Over the last two years, EAGDA has helped to shape our thinking on how we can work with our research communities to facilitate wider access to the rich datasets generated by cohort and longitudinal studies, while anticipating and responding to emerging ethical, technical and legal issues.

As funders, we recognise that our success in enabling access to these data depends critically on creating an environment which supports researchers in sharing high quality data, and offers due rewards to those who do it well. As part of its work programme, EAGDA initiated a study last year to better understand what helps and hinders researchers in sharing data and to examine the need for new types of incentives. The perspectives of a wider range of researchers and data managers across the fields of genetics, epidemiology and the social sciences were sought via surveys, interviews and focus group discussions.

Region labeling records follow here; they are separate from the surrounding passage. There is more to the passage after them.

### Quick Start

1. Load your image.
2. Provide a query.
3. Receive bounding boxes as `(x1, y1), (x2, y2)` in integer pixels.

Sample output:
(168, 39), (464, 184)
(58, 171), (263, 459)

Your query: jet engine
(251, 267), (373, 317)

3332644561_c9d5041d02_bThe resulting report emphasises the significant progress and investments made by the partner funders in supporting data sharing. Nonetheless, EAGDA rightly highlights that we need to do more. In particular, the work indicates that the costs to researchers of sharing data are not always adequately anticipated or provisioned; that there is typically very little, if any, formal recognition for data sharing in key assessment processes; and that many researchers do not have access to the infrastructures and skills they require to share data effectively.

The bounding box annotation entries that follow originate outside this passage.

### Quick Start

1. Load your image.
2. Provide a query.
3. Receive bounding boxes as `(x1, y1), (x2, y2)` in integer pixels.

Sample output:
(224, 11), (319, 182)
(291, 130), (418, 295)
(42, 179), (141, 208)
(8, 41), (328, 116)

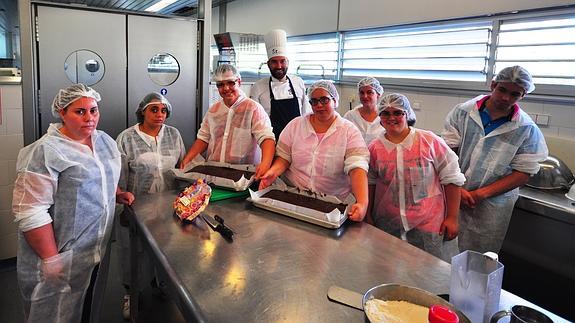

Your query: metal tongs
(201, 213), (234, 240)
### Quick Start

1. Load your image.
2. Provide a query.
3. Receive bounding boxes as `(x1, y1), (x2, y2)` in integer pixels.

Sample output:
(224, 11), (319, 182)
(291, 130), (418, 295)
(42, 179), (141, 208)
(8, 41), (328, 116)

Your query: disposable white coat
(13, 124), (120, 322)
(368, 128), (465, 260)
(343, 106), (385, 146)
(115, 124), (186, 286)
(198, 94), (275, 165)
(276, 114), (369, 198)
(443, 95), (548, 253)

In its recommendations, EAGDA calls on the funders to sustainably build on their existing investments by:

  • Funding data management through the research life cycle: through strengthening approaches for reviewing data sharing plans that funders request as part of grant applications, anticipating the costs involved, and ensuring the implementation of agreed plans is tracked post-award.
  • Recognising data sharing as valued research output: through including data sharing as a formal criteria in funding decisions, and working with the higher education funding councils to promote data outputs for explicit inclusion as outputs in future Research Excellence Frameworks.
  • Supporting key skills and resources:  through working in partnership to create formal career paths for data managers and to develop and sustain key data repositories.

The MRC, ESRC, Cancer Research UK and the Wellcome Trust are reviewing and discussing EAGDA’s recommendations, and will publish a joint response over the coming weeks. As the report points out, stimulating the cultural change required to enable data sharing is a complex challenge, but if we are to achieve our goal of maximising the full value of data, it is a challenge we cannot afford to ignore.

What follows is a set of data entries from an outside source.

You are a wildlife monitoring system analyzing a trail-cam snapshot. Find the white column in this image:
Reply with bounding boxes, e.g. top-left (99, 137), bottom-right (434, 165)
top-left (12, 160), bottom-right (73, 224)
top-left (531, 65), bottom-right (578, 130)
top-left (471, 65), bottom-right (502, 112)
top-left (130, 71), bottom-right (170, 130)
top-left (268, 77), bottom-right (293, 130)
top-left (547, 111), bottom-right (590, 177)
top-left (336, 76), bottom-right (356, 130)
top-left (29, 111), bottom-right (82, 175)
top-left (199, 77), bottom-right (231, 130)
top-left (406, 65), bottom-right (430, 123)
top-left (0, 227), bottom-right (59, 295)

We welcome any comments and feedback on the report, which is available on EAGDA’s website.

Image credits:  Random Number Multiples – RGB – Jer Thorp on Flickr, CC-BY 2.0, DATABASE at Postmasters, March 2009 – Michael Mandiberg on Flickr, CC-BY-SA 2.0

One Comment leave one →
  1. 30 May, 2014 10:50 am

    Peer-to-peer data sharing should always be encouraged and it is part of being a professional to do so on request (within reason). It places little time or financial burden on the individual scientist. But curated data sharing via repositories places significant (and often ongoing) time and financial burden on both the scientist and the curator; so whether all data should be in curated repositories or not bears some consideration. There appears to be a striking distinction between situations where large-scale data collection and curation/sharing has led to many follow up uses and benefit (e.g. Allen Mouse Brain, Connectome etc) and others where the community makes little or no use of curated data (e.g. fMRI data repositories for small-scale experiments). Often the former seem to be situations where there is a large-scale funded effort towards a defined target – rather than the more ad-hoc exploration of disparate scientific hypotheses that characterises the ‘long tail’ of much scientific effort. It may make sense to explore this distinction further in order to understand whether it is better to concentrate (curated) data sharing efforts on large-scale funded projects rather than place a (significant) burden on individual researchers preparing metadata etc for curated repositories. That is, the requirement/obligation to data share can be universal; but applied to different researchers in different ways.